El Gobierno está preparando, ¿cuántas van?, una nueva reforma educativa que esta vez afectará a los estudios de Bachiller, esa etapa que ya no entra dentro de la enseñanza obligatoria y que deben pasar quienes, en el futuro, aspiran a ingresar en la universidad.
La principal novedad es, de nuevo, una rebaja del nivel de exigencia que permitirá a los alumnos pasar de curso siempre que aprueben la mitad de las asignaturas. Quienes critican el proyecto alegan que los estudiantes olvidarán para siempre (si es que alguna vez se les ha inculcado) lo que significa esforzarse, porque seguirán avanzando aun suspendiendo la mitad de las materias y empezarán un nuevo curso arrastrando un déficit de conocimientos que seguramente lastrará su progreso educativo.
Auienes están detrás de la reforma, por contra, aducen que la posibilidad de ir pasando de curso incentiva a los chicos a seguir adelante. Claro, a ese precio, cualquiera puede llegar a las puertas de la enseñanza superior sin haber consolidado el aprendizaje previo, lo que únicamente será garantía de nuevos fracasos, sólo que aplazados.
Volvemos a lo de siempre.

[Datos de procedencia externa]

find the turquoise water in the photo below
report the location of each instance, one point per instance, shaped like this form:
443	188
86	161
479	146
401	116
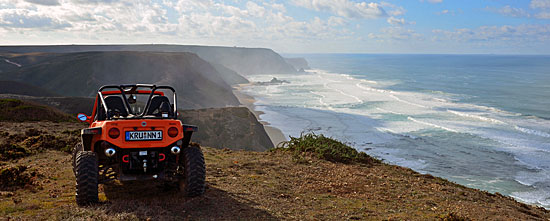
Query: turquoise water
478	120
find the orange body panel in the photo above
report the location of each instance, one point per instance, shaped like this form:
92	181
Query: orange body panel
136	125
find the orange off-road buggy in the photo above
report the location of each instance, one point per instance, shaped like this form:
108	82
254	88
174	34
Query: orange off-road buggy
134	134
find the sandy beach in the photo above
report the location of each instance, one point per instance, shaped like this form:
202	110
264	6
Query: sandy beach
274	134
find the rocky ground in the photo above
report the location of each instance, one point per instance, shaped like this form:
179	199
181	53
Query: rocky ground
241	185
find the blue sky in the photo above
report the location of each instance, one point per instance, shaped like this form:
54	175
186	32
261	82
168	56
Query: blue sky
294	26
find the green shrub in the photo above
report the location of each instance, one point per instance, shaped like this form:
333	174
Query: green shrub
15	177
12	151
325	148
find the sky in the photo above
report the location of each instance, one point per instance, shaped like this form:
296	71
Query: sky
293	26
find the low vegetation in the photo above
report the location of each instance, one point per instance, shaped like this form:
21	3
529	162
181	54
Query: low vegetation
245	185
20	111
15	177
324	148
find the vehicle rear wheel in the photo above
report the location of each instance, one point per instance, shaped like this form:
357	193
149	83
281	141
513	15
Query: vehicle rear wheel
193	183
77	148
86	173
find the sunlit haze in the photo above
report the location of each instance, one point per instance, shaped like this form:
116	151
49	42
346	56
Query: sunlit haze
296	26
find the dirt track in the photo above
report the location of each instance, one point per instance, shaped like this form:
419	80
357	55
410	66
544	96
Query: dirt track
246	185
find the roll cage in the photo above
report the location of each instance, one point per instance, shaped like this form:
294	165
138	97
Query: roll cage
125	89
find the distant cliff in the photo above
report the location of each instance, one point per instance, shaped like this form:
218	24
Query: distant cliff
199	84
233	127
245	61
298	63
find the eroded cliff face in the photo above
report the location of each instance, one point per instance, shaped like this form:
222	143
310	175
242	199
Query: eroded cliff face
298	63
233	127
81	74
245	61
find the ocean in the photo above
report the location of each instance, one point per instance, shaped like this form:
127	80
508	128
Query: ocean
478	120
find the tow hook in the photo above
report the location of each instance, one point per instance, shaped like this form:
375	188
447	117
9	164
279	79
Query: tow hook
145	166
175	150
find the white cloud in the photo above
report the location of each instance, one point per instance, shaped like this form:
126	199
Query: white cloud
25	19
519	33
44	2
345	8
395	21
396	33
394	10
540	4
514	12
433	1
543	15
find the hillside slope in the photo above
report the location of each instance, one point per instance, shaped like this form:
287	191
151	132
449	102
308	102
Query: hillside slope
19	111
81	74
14	87
245	61
235	128
246	185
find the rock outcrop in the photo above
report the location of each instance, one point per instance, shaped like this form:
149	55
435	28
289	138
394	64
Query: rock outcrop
235	128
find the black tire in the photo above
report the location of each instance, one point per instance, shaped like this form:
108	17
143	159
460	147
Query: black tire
86	173
193	183
77	148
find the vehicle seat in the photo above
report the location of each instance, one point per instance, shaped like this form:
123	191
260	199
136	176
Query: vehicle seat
156	102
115	105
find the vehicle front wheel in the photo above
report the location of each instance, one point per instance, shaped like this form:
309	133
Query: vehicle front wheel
86	173
193	183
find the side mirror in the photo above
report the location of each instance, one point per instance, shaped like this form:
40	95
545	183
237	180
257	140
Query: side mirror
83	118
132	99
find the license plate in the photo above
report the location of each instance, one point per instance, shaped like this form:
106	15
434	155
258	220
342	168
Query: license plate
143	135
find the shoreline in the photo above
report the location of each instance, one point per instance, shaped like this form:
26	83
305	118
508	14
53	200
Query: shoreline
247	101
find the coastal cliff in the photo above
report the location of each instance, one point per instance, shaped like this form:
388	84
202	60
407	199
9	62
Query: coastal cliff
235	128
274	185
245	61
81	74
298	63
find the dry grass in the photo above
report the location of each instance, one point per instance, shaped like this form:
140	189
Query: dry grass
246	185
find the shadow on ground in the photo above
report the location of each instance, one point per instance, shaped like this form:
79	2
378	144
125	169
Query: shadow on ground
148	200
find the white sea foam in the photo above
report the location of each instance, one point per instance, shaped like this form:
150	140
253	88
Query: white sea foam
362	111
432	125
533	132
486	119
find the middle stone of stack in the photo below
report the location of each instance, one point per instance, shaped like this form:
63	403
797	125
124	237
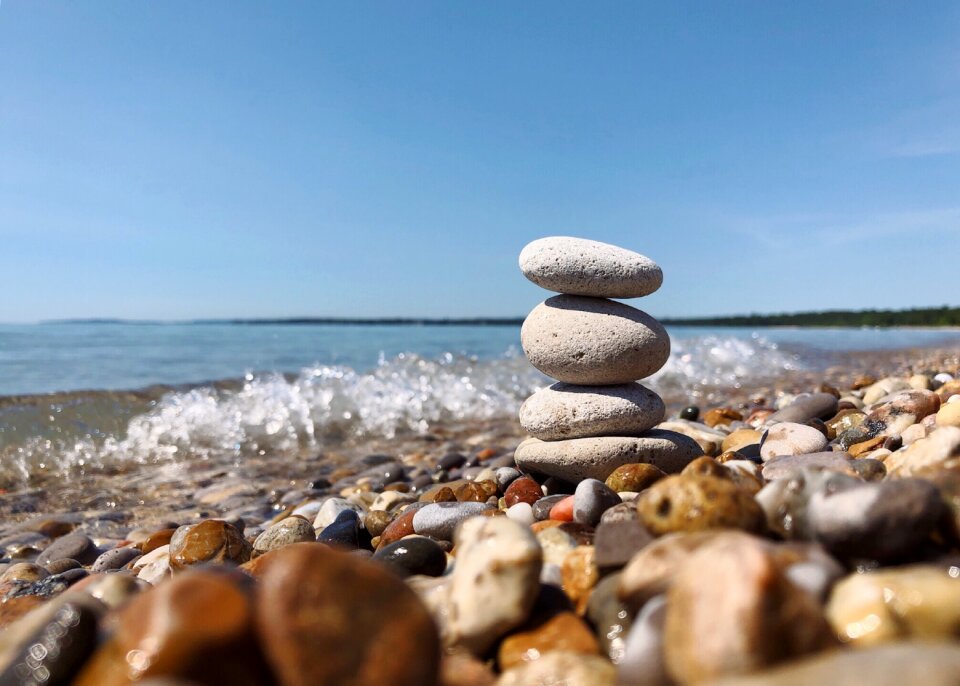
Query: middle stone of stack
596	348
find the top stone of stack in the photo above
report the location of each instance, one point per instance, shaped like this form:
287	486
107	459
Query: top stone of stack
577	266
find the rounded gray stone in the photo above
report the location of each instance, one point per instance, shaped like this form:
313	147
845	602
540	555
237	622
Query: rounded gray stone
579	266
566	411
593	341
787	438
595	458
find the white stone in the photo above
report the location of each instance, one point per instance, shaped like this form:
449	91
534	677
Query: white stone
593	341
583	267
566	411
596	458
495	581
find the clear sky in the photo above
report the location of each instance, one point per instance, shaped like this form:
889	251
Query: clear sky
216	159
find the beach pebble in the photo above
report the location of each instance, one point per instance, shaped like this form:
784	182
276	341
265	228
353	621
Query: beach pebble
591	499
925	454
566	411
878	521
643	662
593	341
196	626
698	503
596	458
293	529
325	617
56	650
804	408
561	668
785	466
343	532
330	510
522	513
884	605
579	266
617	541
788	438
930	664
522	490
440	520
494	583
765	618
75	546
211	540
634	477
413	555
563	631
114	559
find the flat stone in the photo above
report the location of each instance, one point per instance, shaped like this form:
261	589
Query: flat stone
805	408
494	584
785	466
591	499
698	503
788	438
440	520
732	610
566	411
212	540
593	341
76	546
596	458
561	667
327	617
292	529
579	266
879	521
413	555
196	626
885	605
930	664
115	558
616	542
563	631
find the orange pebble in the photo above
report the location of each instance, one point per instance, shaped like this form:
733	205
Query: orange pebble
563	511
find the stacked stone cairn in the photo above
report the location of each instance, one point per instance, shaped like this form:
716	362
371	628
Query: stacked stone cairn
596	417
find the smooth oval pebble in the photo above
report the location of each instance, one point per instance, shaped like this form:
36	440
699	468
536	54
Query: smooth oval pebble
596	458
593	341
413	555
579	266
567	411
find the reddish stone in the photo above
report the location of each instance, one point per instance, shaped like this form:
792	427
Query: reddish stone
522	490
327	617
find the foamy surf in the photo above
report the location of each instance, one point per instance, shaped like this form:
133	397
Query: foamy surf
288	414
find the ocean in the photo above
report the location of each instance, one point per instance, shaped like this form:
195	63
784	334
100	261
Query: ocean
92	394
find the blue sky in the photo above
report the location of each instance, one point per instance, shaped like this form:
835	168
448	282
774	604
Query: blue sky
180	159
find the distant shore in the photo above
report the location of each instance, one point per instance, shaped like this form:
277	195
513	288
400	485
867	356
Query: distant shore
931	317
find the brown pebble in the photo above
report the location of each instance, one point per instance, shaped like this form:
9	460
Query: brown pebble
326	617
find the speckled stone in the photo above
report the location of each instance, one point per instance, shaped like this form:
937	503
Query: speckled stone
593	341
211	540
579	266
596	458
698	503
440	520
566	411
788	438
494	584
749	616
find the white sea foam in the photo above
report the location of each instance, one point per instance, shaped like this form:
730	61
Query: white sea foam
403	395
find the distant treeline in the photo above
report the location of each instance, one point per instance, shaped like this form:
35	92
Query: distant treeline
928	316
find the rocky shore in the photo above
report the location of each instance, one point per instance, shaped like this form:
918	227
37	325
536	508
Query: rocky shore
806	531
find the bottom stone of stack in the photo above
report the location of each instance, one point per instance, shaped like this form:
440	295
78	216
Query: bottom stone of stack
595	458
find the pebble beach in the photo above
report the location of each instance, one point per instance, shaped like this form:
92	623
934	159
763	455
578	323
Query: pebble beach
800	529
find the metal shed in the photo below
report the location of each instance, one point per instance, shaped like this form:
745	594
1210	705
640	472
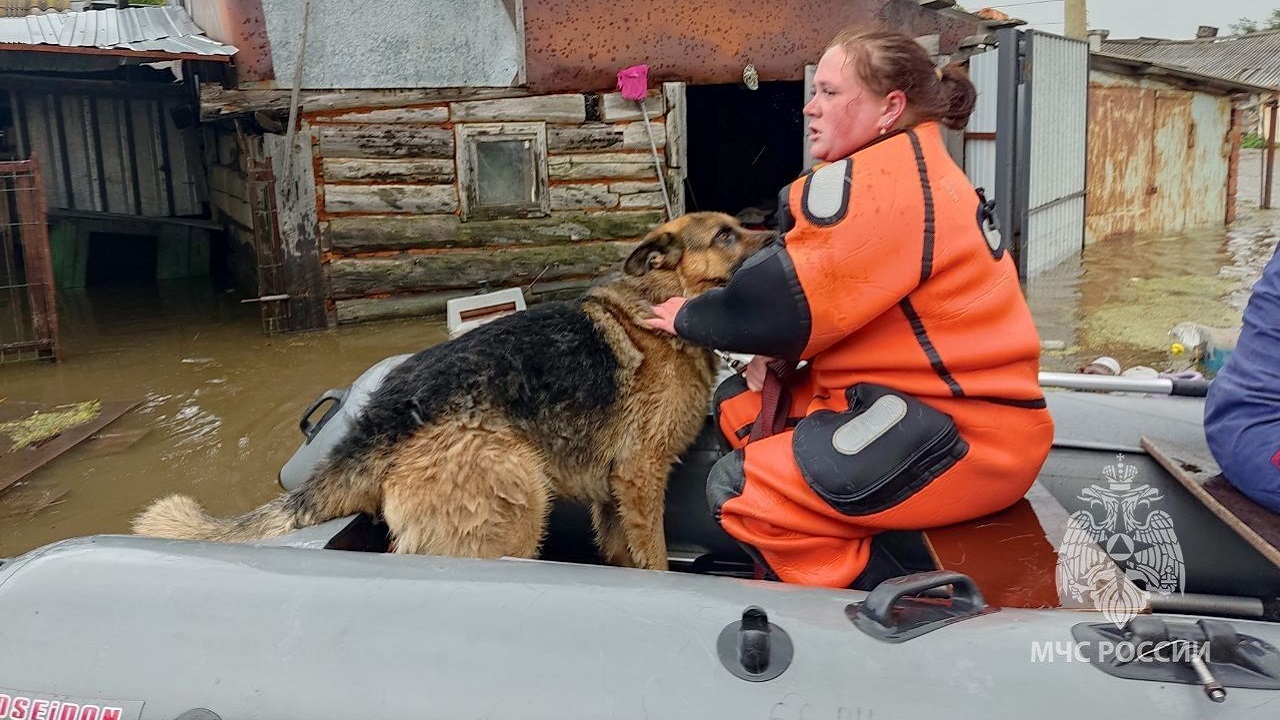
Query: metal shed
1162	142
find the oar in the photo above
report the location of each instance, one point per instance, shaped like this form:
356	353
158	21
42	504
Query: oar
1111	383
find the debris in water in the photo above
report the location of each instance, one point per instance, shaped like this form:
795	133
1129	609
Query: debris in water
40	427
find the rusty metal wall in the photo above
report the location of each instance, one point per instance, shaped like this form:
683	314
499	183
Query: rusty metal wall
577	45
112	154
1059	118
1159	158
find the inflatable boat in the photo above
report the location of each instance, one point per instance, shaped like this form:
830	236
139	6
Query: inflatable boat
324	623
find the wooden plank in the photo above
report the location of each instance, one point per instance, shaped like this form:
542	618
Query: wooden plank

Sin tener en cuenta la letra pequeña de la reforma, porque todavía está en pañales, da la sensación de que los políticos juegan con los intereses de los estudiantes, del profesorado y de los padres sin tener mínimamente claro a dónde pretenden llegar ni qué camino van a seguir. Los ciudadanos no quieren otra cosa que una enseñanza de calidad, una preparación fuerte y seria para sus hijos, que les coloque en la vida adulta con un equipamiento de primera en cuanto a conocimientos y en cuanto a educación. No parece que se esté consiguiendo con una reforma tras otra, con parches y chapuzas que acaban por dibujar un panorama más bien descorazonador.